Title: Privacy-Preserving Record Linkage
Duration: 2014 – today
Research Area: Responsible AI
Record linkage is an essential component in many data integration tasks with multiple data sources. It aims to detect records that belong to the same real-world entity, such as a person. Typically, there is a lack of global identifiers; therefore the linkage can only be achieved by comparing available quasi-identifiers, such as name, address, or date of birth. However, often, data owners are only willing or allowed to provide their data for such data integration if there is sufficient protection of sensitive information to ensure the privacy of individuals, such as patients or customers. For example, in medical research, data of several sources (e.g., hospitals) has to be matched to investigate possible correlations between some diseases of the same patients without revealing the identity of patients.
Privacy Preserving Record Linkage (PPRL) addresses this problem and thereby enables the combination of sensitive data from different sources for improved data analysis and research.
The aim of this project is to study existing and develop new methods for Privacy Preserving Record Linkage that allow to match records while preserving their privacy. For this purpose, the linkage of person-related records is based on encoded values of the quasi-identifiers and the data needed for analysis (e.g., health data) is separated from these quasi-identifiers. The relevant data can be provided to a researcher without the identifying data.

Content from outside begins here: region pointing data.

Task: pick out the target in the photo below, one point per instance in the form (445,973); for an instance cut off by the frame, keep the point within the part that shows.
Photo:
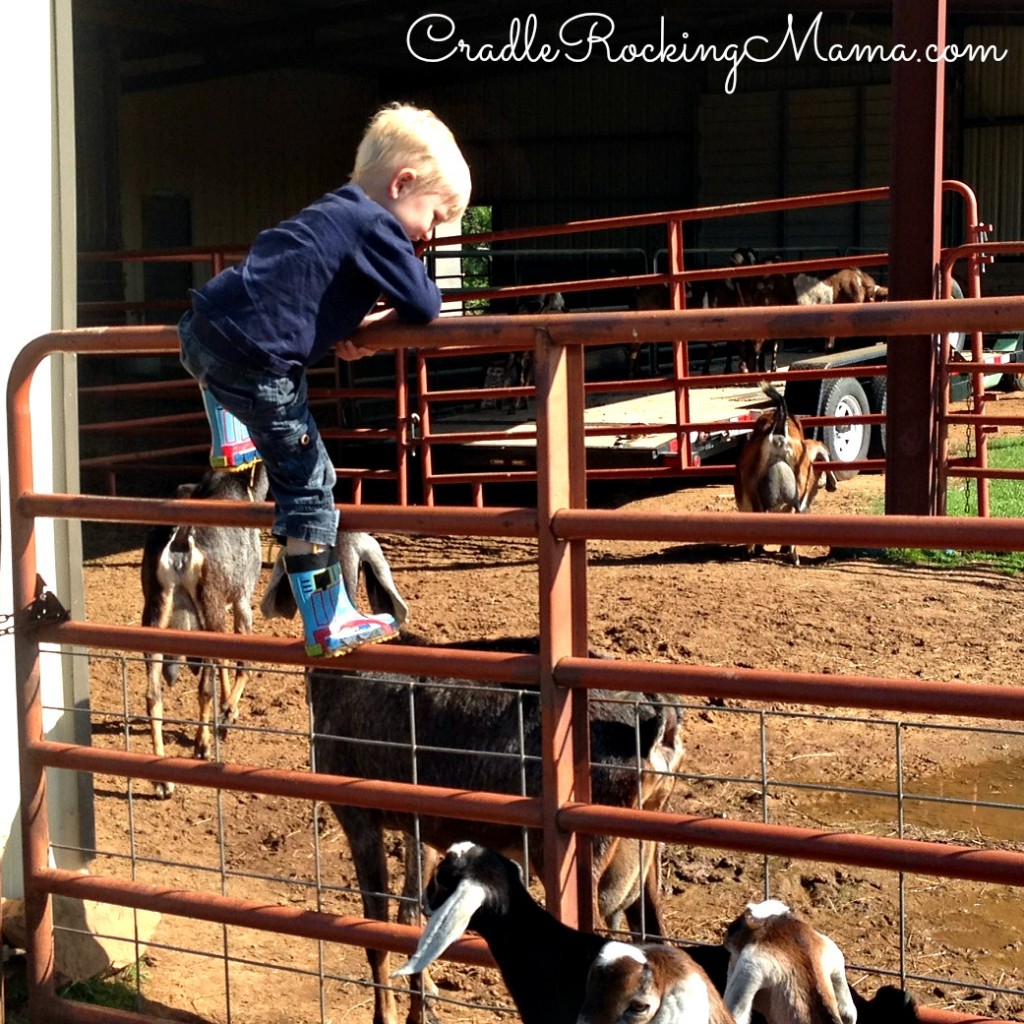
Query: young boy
(306,285)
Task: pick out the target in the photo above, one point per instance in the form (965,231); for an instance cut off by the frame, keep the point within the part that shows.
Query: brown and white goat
(784,970)
(649,984)
(192,576)
(776,470)
(846,286)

PPRL is confronted with many challenges needing to be solved to ensure its practical applicability. In particular, a high degree of privacy has to be ensured by suitable encoding of sensitive data and organizational structures, such as the use of a trusted linkage unit. PPRL must achieve a high linkage quality by avoiding false or missing matches. Furthermore, a high efficiency with fast linkage time and scalability to large data volumes are needed.
PPRL can be applied in many areas, such as public health, demographical studies and marketing analysis. We therefore developed an open-source toolbox for the flexible definition and execution of PPRL workflows: PRIMAT. It offers modules for data owners and the linkage unit that provide state-of-the-art PPRL methods, including various encoding and hardening techniques, LSH-based blocking, post-processing (clustering) and more.

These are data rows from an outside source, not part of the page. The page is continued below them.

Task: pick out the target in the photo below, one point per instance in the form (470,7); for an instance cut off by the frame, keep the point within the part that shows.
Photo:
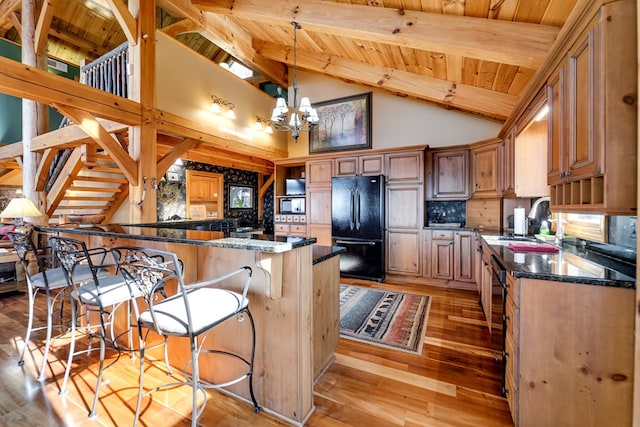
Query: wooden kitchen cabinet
(450,255)
(319,172)
(405,166)
(486,286)
(404,205)
(577,347)
(593,128)
(404,208)
(319,214)
(404,252)
(448,174)
(486,179)
(478,263)
(508,163)
(318,177)
(464,250)
(359,165)
(531,142)
(205,189)
(442,254)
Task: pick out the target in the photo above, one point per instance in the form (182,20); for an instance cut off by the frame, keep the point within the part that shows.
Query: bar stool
(44,278)
(191,312)
(100,295)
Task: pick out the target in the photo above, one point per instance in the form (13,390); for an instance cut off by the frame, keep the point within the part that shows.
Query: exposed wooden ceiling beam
(125,19)
(506,42)
(26,82)
(11,150)
(472,99)
(42,27)
(7,7)
(68,136)
(174,153)
(229,37)
(88,123)
(180,27)
(42,173)
(74,40)
(174,125)
(15,21)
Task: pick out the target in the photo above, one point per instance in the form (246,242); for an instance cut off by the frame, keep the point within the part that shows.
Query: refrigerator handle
(351,242)
(357,209)
(351,209)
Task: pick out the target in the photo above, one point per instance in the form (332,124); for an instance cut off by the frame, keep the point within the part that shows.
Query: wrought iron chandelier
(303,117)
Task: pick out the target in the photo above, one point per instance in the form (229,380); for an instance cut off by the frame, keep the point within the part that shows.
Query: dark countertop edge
(227,242)
(431,227)
(323,253)
(557,277)
(581,280)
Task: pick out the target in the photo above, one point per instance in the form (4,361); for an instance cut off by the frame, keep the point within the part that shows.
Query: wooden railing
(109,72)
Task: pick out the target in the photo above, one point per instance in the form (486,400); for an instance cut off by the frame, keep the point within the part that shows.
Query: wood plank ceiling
(475,56)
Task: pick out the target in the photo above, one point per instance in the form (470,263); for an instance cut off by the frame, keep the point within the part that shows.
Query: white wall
(185,82)
(398,121)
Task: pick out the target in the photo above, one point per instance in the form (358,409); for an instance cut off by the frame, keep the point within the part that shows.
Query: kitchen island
(287,300)
(568,329)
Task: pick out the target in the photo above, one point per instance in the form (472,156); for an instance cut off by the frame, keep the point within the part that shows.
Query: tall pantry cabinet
(404,211)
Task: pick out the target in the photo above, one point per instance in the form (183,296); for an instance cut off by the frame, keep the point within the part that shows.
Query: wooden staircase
(89,185)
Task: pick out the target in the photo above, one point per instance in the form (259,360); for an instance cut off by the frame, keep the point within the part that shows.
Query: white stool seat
(208,308)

We mainly focus on Bloom-Filter-based encodings which have been shown to allow for very efficient linkage of large databases while providing sufficient privacy protection. PRIMAT is implemented in Java and can be used via dockered Spring-Boot-based web services as well.
In future work, we will focus on developing techniques that enable reliable high-quality linkage results on varying datasets and provide data custodians with performance indicators. We presume that those are essential for further real-world applications of PPRL.